CakapCakap – Cakap People! Pengunjuk rasa anti-pemerintah di Thailand turun ke jalan dengan mobil dan sepeda motor pada Minggu, 1 Agustus 2021, menuntut pengunduran diri Perdana Menteri (PM) Prayuth Chan-ocha atas penanganannya terhadap penyebaran COVID-19, saat negara itu berjuang dengan wabah terbesar hingga saat ini.
Di Bangkok, pengemudi membunyikan klakson dan pengendara sepeda motor mengangkat tiga jari sebagai tanda memberi hormat – sebuah gerakan perlawanan yang terinspirasi oleh film “The Hunger Games” – saat mereka menuju rute sepanjang 20 km (12 mil) yang membentang dari Monumen Demokrasi di pusat ibu kota menuju Bandara Internasional Don Muang, Reuters melaporkan.
“Kami hampir tidak bisa mencari nafkah sekarang, semua anggota keluarga saya terkena dampaknya,” kata seorang pengunjuk rasa berusia 47 tahun yang berbicara dari mobilnya yang hanya memberikan nama depannya “Chai”, karena takut akan reaksi pemerintah.

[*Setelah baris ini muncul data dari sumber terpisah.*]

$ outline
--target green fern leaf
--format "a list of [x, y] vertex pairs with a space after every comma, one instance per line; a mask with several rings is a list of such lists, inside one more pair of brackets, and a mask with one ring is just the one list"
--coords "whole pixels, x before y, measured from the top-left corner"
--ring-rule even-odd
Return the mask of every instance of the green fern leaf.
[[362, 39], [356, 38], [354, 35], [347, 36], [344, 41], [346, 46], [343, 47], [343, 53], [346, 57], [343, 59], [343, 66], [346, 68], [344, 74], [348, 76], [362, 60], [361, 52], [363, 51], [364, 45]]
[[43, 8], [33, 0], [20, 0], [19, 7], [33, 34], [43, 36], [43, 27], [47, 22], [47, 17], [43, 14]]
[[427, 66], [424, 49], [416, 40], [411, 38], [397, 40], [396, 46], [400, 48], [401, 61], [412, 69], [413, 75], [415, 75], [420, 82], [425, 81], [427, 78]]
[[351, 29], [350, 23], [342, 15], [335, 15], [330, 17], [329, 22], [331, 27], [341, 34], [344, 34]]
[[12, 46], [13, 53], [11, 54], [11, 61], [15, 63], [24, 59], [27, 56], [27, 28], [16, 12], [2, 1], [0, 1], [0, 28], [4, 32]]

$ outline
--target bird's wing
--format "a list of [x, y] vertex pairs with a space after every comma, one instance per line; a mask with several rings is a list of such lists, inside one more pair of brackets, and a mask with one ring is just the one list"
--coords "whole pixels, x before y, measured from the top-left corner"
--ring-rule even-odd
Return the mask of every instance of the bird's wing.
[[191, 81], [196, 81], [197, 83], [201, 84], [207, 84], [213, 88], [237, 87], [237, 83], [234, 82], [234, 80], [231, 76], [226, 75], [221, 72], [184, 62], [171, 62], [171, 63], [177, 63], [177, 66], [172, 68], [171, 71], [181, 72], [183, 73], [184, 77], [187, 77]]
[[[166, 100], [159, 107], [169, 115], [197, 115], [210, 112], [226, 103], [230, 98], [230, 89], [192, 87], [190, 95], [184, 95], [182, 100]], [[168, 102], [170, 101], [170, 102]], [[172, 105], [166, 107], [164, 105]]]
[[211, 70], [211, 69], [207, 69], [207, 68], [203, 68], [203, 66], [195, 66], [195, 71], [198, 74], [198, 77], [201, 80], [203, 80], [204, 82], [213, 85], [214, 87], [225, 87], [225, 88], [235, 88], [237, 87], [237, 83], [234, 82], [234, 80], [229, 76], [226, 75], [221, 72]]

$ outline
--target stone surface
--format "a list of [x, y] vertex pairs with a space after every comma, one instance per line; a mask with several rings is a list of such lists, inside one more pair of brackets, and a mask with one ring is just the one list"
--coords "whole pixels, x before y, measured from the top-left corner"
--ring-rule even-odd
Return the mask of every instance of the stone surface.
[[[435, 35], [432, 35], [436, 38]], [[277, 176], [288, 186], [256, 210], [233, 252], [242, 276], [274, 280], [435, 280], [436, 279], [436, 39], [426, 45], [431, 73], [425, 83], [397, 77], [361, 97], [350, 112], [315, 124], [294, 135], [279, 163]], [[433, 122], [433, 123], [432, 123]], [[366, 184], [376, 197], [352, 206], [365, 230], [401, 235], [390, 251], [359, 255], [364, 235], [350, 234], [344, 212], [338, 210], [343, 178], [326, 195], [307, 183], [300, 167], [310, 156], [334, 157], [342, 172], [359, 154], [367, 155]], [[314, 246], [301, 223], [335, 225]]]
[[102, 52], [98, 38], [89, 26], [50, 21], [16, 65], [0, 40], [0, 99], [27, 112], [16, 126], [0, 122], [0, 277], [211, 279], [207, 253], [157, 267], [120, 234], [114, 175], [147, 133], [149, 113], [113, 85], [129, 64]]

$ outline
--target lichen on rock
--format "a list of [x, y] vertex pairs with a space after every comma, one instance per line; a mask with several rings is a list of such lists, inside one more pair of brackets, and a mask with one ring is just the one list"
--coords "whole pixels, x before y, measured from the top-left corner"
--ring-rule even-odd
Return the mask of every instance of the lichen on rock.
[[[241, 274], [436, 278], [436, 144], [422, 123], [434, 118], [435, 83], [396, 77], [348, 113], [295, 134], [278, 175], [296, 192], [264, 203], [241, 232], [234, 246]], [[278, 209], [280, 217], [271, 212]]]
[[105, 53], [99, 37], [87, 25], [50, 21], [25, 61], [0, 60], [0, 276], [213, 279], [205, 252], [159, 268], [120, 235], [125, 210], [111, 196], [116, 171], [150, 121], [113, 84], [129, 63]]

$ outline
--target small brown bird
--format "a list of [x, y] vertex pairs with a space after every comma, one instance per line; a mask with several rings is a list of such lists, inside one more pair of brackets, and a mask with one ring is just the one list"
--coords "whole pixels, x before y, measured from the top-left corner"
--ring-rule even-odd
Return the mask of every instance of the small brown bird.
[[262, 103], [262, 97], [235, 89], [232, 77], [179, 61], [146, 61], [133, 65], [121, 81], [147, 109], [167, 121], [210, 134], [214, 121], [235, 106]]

“Pemerintah gagal menyediakan vaksin tepat waktu dan banyak dari kita yang belum mendapatkan vaksin,” katanya. “Jika kami tidak keluar untuk melakukan seruan, pemerintah akan mengabaikan kami begitu saja.”
Aksi serupa juga terjadi di provinsi lain.
Negara Asia Tenggara ini bertujuan untuk menginokulasi 50 juta orang pada akhir tahun 2021, tetapi sejauh ini, baru 5,8% dari lebih dari 66 juta penduduknya yang divaksinasi penuh, sementara sekitar 21% telah menerima setidaknya satu dosis.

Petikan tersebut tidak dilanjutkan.